Estamos hechos para la fiesta
Especialmente en la primavera e incluso más en verano, porque nuestras comarcas son muy frías en invierno, por todo el Obispado tienen lugar muchas romerías y fiestas mayores, coincidiendo con las grandes celebraciones de la Virgen Maria y de los santos. Se juntan los visitantes y los hijos de los pueblos que aprovechan las vacaciones para reencontrarse con los lugares de su infancia y los referentes más importantes de su vida. Disfruto mucho con las romerías y las fiestas mayores, aunque tengan una cierta mezcla de fiesta espiritual y goce de las tradiciones y los copiosos ágapes de hermandad. Y ¿Por qué nos gustan tanto las fiestas? ¿Por qué nos reencontramos año tras año, con ilusión y con fe?
Lo explicaba este año en la Romería de la Virgen María de Canòlic, en Sant Julià de Lòria, Andorra, en la primera vez que siendo Copríncipe la presidía. Más de tres mil personas se reunieron para rezar a Santa María y recibir los panes benditos tras la solemne eucaristía, tal y como manda la tradición secular. Los cirios, las oraciones silenciosas, las promesas, la eucaristía con danza popular de los jóvenes en el ofertorio, las autoridades mezcladas con la gente, las familias unidas, los que suben a pie, el coro popular, el canto de los gozos de la Virgen... En Canòlic se encuentran todos los elementos, como en tantas otras romerías y fiestas mayores.
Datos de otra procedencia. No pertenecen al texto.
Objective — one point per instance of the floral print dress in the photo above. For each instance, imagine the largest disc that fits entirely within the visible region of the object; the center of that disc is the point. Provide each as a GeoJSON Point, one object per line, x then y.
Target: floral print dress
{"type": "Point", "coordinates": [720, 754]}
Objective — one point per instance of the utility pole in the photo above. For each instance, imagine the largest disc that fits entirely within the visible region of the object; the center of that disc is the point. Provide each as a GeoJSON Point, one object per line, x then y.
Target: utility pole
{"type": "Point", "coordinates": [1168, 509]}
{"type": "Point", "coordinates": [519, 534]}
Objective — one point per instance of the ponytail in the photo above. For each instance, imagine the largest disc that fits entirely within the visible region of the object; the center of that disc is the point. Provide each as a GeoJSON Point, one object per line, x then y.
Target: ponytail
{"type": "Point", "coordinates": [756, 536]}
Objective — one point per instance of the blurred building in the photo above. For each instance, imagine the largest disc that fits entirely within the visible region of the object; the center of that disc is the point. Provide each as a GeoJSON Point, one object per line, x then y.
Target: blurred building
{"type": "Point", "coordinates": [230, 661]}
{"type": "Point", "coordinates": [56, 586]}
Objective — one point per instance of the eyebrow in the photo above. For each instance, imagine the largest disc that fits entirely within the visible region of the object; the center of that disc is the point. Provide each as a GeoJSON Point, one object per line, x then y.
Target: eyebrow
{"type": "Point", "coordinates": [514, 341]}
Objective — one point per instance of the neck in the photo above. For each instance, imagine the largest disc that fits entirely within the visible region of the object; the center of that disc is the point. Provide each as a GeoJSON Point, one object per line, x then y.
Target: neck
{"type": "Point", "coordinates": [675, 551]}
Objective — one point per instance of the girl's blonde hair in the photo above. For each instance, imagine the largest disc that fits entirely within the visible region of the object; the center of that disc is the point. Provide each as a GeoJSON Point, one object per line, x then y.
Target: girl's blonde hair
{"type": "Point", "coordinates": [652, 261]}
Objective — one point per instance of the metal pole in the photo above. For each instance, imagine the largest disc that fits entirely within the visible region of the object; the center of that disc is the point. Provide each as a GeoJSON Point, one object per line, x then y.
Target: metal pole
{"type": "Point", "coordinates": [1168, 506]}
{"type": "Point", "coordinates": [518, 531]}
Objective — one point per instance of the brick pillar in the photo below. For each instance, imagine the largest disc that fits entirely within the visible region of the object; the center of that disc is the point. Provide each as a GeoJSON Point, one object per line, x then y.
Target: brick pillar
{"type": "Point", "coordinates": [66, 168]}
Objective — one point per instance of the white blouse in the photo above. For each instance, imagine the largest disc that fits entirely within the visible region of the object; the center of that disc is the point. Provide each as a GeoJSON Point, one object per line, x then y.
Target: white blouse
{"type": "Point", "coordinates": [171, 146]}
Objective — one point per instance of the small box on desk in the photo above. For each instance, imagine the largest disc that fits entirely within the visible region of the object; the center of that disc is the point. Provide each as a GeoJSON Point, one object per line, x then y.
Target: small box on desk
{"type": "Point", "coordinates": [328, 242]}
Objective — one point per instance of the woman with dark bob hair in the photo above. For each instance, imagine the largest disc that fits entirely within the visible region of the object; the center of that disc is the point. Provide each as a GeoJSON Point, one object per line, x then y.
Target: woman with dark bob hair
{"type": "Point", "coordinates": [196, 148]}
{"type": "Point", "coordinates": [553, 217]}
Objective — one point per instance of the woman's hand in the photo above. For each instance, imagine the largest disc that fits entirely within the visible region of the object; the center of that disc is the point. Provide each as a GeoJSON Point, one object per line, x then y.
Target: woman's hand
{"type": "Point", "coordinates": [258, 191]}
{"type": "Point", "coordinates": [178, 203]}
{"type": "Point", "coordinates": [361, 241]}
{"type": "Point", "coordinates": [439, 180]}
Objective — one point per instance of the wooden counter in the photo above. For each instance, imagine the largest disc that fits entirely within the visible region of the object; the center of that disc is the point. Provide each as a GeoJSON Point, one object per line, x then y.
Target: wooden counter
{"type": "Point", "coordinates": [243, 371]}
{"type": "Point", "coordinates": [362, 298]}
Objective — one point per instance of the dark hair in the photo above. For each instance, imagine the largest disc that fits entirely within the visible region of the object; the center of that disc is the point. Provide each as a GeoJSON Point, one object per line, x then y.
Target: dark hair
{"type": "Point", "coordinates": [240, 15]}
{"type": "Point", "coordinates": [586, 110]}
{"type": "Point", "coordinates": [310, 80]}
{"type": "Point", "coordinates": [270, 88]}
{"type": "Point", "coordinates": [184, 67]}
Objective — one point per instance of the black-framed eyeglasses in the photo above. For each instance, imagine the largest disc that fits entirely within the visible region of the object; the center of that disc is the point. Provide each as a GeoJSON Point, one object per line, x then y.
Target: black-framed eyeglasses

Es bueno que agradezcamos los valores cristianos que se viven y se respiran en
las fiestas cristianas, aun cuando a veces no seamos suficientemente
conscientes. ¿Cómo es que nos sentimos tan bien en la fiesta del pueblo? ¿No
será que estamos hechos para la fiesta? ¿No será que anhelamos la fiesta
auténtica, que sólo se cumple en el encuentro con Dios? ¿Por qué nos gustan las
grandes mesas dónde se comparten los alimentos preparados para que todo el mundo
disfrute, y mezclamos edades y nos unimos con gente menos conocida, pero que
tratamos como amigos? ¿No será que en el corazón humano hay un deseo de amor
concreto y sacrificado, un anhelo de solidaridad con quienes tienen menos y de
comunión entre todas las personas? ¿Por qué volvemos año tras año, y se llena el
corazón en los encuentros de hermandad? ¿No será que hay un anhelo profundo de
alegría que perdure, un anhelo de gratuidad y de generosidad, y -en el fondo- un
gran anhelo de eternidad?
Jesús compara en muchas ocasiones el Reino de Dios con la invitación a la boda de un heredero, una gran reunión festiva. Son imágenes o parábolas de esta fiesta eterna a la cual Dios nos invita gratuitamente, y que quiere que acojamos, convirtiéndonos y abandonándonos a sus manos, porque nos quiere regalar el don del gozo eterno de su compañía. Y empezamos a probarlo ya en las fiestas de la tierra.
Vivamos, pues, las fiestas colaborando entre todos a que queden bien lucidas, sin perder nunca su motivo principal que es la vivencia religiosa de un patronazgo y la oración confiada en la protección del Señor para las casas y familias, para los rebaños y los campos, para el trabajo y la vida del pueblo... Hagamos caso a la voz de Dios que nos llama a la fiesta y a vivir un cristianismo dichoso y lleno de esperanza. El Señor nos continúa diciendo: “Mi banquete está preparado: Venid a las bodas” (Mt 22,4).